Tekst: Arek Adamski
Key West 8-9.04.2001
Jak tylko Floryda znalazła się w naszych planach podróżniczych wiadome
było, że nie poprzestaniemy na Miami. Nie można przecież ominąć
najbardziej na południe wysuniętego punktu Stanów Zjednoczonych - uroczej
wyspy Key West.
Błękitne
laguny
Archipelag kilkudziesięciu
wysp Floryda Keys tworzy jedyny w swoim rodzaju ciąg, który uzupełniony
o 42 mosty jest drogą pośrodku oceanu. Przez dwieście kilometrów można
podziwiać piękno zespołu tych wysp oraz płytkie, błękitne laguny,
wyłaniające się z turkusowego oceanu. Miejscami po obu stronach drogi
widać tylko horyzont Atlantyku.
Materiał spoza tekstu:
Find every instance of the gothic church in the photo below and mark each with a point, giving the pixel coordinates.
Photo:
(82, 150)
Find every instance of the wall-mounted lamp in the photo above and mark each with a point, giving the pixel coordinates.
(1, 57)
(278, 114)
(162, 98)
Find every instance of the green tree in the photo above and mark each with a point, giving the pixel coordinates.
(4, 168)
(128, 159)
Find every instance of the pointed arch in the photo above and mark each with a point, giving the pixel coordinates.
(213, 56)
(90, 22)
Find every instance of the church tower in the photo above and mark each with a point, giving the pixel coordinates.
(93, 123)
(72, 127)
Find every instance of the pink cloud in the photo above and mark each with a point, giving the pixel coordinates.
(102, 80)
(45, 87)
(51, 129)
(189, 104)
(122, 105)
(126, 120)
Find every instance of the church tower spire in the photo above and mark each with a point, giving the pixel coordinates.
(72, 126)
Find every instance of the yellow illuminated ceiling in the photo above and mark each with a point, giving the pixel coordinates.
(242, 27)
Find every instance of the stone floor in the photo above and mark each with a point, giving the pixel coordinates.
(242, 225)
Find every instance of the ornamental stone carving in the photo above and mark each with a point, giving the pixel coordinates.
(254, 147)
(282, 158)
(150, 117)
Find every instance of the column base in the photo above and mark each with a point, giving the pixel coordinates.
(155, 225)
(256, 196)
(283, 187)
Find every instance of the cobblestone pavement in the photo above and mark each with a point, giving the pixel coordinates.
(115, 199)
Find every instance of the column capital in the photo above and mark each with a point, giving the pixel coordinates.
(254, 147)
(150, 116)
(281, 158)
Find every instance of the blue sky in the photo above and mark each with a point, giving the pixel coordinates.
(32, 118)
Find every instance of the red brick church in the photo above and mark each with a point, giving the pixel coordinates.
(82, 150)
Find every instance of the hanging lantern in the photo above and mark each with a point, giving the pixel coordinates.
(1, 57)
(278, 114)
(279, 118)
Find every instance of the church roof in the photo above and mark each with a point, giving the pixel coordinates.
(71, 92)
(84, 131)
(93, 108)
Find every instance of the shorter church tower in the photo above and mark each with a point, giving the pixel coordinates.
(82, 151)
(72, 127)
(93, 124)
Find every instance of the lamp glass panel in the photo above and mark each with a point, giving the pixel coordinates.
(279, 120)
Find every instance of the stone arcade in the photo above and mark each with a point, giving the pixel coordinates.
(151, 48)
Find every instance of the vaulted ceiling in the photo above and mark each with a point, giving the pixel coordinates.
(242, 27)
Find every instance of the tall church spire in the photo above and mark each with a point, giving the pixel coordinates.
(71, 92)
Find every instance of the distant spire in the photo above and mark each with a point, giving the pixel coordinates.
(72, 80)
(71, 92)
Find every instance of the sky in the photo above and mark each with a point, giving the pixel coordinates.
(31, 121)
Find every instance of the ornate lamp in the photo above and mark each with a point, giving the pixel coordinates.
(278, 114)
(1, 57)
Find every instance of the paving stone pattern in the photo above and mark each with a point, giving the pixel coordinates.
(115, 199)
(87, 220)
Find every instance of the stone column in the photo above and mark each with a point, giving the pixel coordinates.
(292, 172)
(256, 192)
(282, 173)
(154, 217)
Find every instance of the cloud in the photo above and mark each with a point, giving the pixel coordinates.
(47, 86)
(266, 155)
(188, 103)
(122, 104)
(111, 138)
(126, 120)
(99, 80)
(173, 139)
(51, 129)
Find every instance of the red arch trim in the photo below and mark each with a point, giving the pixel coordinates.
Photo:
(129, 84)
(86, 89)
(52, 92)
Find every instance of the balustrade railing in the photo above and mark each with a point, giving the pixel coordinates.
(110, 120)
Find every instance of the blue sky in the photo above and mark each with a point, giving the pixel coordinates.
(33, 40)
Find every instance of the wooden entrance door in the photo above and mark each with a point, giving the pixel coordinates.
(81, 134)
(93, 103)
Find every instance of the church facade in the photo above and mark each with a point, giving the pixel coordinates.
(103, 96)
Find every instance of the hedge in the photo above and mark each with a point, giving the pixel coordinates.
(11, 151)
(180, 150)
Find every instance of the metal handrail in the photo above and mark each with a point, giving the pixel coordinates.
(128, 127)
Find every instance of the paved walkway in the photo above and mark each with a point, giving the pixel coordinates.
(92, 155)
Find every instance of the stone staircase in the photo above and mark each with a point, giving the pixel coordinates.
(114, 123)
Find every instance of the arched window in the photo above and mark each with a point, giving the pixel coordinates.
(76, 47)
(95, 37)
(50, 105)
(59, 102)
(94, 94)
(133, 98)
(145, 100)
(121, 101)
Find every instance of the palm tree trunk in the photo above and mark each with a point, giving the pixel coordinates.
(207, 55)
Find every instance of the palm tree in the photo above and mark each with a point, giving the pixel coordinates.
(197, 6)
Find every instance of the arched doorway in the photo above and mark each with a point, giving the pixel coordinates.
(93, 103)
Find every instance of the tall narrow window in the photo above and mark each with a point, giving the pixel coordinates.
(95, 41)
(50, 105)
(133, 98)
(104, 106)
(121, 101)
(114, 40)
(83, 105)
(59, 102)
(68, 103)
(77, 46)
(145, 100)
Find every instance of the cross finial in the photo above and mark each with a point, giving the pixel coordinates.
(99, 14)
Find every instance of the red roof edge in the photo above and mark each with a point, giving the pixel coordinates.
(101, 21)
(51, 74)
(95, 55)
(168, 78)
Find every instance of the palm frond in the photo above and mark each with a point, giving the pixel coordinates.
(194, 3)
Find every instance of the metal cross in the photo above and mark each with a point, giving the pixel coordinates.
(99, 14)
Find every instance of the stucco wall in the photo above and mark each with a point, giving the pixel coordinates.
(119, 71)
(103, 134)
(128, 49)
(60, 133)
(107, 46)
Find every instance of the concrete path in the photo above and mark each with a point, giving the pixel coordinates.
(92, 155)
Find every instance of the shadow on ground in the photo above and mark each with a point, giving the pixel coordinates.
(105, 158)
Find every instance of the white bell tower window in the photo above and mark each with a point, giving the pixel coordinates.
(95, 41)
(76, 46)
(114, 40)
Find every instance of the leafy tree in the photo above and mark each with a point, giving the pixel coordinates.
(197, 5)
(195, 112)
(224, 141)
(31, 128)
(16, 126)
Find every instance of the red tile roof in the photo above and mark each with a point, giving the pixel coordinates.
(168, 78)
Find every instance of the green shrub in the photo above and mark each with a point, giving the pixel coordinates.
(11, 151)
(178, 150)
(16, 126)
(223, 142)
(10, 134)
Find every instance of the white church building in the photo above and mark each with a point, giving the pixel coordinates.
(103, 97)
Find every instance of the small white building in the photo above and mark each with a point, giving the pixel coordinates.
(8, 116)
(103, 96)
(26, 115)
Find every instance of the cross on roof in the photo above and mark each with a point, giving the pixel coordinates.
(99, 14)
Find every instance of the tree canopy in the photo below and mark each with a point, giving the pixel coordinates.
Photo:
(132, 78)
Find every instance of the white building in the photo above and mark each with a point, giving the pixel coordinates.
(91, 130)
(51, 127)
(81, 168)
Płytkie wody i biały piasek na dnie
tworzą kolory, jakich trudno szukać gdzie indziej. Małe bezludne
wyspy widoczne w oddali okrywa zieleń drzew. Na samym końcu tej
palmowej drogi znajduje się Key West.
Zachody
słońca
Miasto Ernesta Hemingwaya
to urocze uliczki z drewnianymi domami, które toną w zieleni drzew i
kwiatów. Ogród wokół domu sławnego pisarza jest niczym zielona dżungla
pośrodku miasta. To z Key West jest najbliżej do Kuby i to tutaj można
podziwiać niesamowite zachody słońca nad oceanem. Koniec dnia wieńczy
spektakl z udziałem słońca i wody. Kontynuują go ludzie zgromadzeni
na brzegu, rozbawiani przez ulicznych grajków, mimów, magików i
akrobatów. Potem zabawa przenosi się do barów, gdzie kwitnie nocne życie
w rytmie granej na żywo muzyki. Niemal wszystkie atrakcje i klimaty Key
West można znaleźć na głównej ulicy miasta - Duval St.
Koguty
i sielskie klimaty
O różnicach miedzy Key
West, a innymi wyspami można przekonać się bardzo szybko. Sama wyspa
nie jest duża, ale do jej zwiedzania wynajęliśmy rower. Poruszając
się po bocznych uliczkach bez trudu można wyczuć tajemniczą atmosferę.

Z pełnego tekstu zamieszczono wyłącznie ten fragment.